# Wadkin Woodworking Machinery Leicester 2011



## MD (May 24, 2011)

Wadkin History
In 1897 John Wadkin founded the company alongside his brother in law Mr W Jarvis. The company was formed following an idea to invent a machine that would be so versatile that it could carry out operations that were originally done by hand. John Wadkin titled this machine, "a pattern milling machine" The partnership was not successful and Mr Wadkin eventually left the company. Mr Jarvis then acquired the help of Mr Wallace Goddard with the intention to expand the business.
Mr Jarvis became acquainted with a Greek gentleman by the name of Ionades who invented an advanced carburettor.
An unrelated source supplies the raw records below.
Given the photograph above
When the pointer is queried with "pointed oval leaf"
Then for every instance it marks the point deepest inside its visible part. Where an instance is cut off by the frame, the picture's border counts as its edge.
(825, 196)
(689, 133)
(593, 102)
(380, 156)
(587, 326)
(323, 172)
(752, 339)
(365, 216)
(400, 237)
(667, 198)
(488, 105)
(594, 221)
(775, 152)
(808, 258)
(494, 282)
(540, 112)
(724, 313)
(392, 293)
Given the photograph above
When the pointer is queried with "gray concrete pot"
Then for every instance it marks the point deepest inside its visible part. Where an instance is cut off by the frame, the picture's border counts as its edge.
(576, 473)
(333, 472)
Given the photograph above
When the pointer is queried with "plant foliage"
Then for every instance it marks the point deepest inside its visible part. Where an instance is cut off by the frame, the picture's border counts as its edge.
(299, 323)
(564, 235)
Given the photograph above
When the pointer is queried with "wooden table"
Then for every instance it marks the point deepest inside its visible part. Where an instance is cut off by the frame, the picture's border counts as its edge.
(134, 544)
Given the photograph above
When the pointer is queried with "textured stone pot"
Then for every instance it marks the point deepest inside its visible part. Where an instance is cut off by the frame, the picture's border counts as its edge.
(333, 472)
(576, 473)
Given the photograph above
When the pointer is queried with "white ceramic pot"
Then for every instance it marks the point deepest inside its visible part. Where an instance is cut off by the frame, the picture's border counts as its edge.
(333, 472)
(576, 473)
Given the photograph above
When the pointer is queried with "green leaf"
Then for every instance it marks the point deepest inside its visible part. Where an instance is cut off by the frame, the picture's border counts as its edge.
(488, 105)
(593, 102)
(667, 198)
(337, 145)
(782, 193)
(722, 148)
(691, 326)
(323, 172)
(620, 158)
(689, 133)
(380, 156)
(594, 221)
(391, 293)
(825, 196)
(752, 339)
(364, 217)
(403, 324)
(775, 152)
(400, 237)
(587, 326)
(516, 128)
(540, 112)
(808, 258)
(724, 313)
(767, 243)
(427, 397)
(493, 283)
General Motors in the US confirmed that they were interested and invited Mr Jarvis for a meeting to discuss, which led to Mr Jarvis booking a place on the Titanic as a means of travel and the disastrous result that he went down with the ill-fated liner.
This left Mr Wallace Goddard with a business in Leicester and no-one to run it. Luckily he had a son that took charge and this continued until 1927 when Mr J Wallace passed away.
The 1914-1918 war saw the Government ask Wadkin for help to develop a machine that could turn out wooden propellers for the R.A.F. at a high-speed rate. After the war the demand for woodworking machinery was at a tremendous upsurge.
In the 1920's the development of the integral electric drive led to the introduction of more efficient types of woodworking machines. Wadkin pioneered high production machines that operated at much higher speeds than before and had better finished woodwork.
Throughout the 1930's Wadkin extended their range and entered the high technology market and began making larger, high production woodworking machines such as moulders and double ender machines.
The first Wadkin numerically controlled machine was produced in 1956 and the machine proved to be successful and generated much interest from the industry.
From the 1990's Wadkin recognised the need to develop back up service support to its machine customers, and developed a nationwide network of engineers in developing its customer response team, which still stands today offering support 365 days a year.
Since this, Wadkin have been at the forefront of development and have been named the first British business to be accredited as a learning company by UK Woodchain.
In 2010 following the liquidation of Wadkin Limited, the intellectual propert rights were purchased by Nottingham based woodworking machinery distributors and manufacturers A L Dalton Ltd. This move brought together two long established woodworking machinery suppliers who have traded with each other for over 50 years and accumulated over 200 years experience in the industry between them....

visited with goldie




main-door by M D Allen, on Flickr




waiting-room by M D Allen, on Flickr




wait by M D Allen, on Flickr




glassbricks by M D Allen, on Flickr




mullion by M D Allen, on Flickr




cycles by M D Allen, on Flickr




letters by M D Allen, on Flickr




den by M D Allen, on Flickr




the chairmans garage by M D Allen, on Flickr




office3 by M D Allen, on Flickr

sorry for the amount of photos 

http://www.flickr.com/photos/mattdonut/sets/72157626712687702/


----------



## hamishsfriend (May 24, 2011)

Very interesting, thanks for the history and excellent pictures - not too many, IMO.


----------



## Munchh (May 24, 2011)

I'll bet that four cutter(? could be a two or a moulding planer) in your penultimate pic is more reliable than the one in my workshop MD. Wadkin certainly knew how to make good woodwork machinery. Thanks for this, made my day seeing this post.


----------



## Goldie87 (May 25, 2011)

A few of mine...


----------



## Snips86x (May 25, 2011)

Did you go through any of the documents shown in the second to last image?


----------



## Richard Davies (May 25, 2011)

I remember some of the offices at school having lights like the one in the 3rd picture.


----------



## Tiv123 (May 25, 2011)

*Wadkin*

Great set of pics, i visited Wadkin many times in the 1980's to get spare parts for the 5 cutter moulder i worked as a wood machinist for a Long Eaton based furniture manf. It was a really busy place and cannot believe it has shut, suppose thats progress.


----------



## Foxylady (May 27, 2011)

What a great piece of manufacturing history. Interesting building too. Cheers, Matt & Goldie. Really enjoyed that.


----------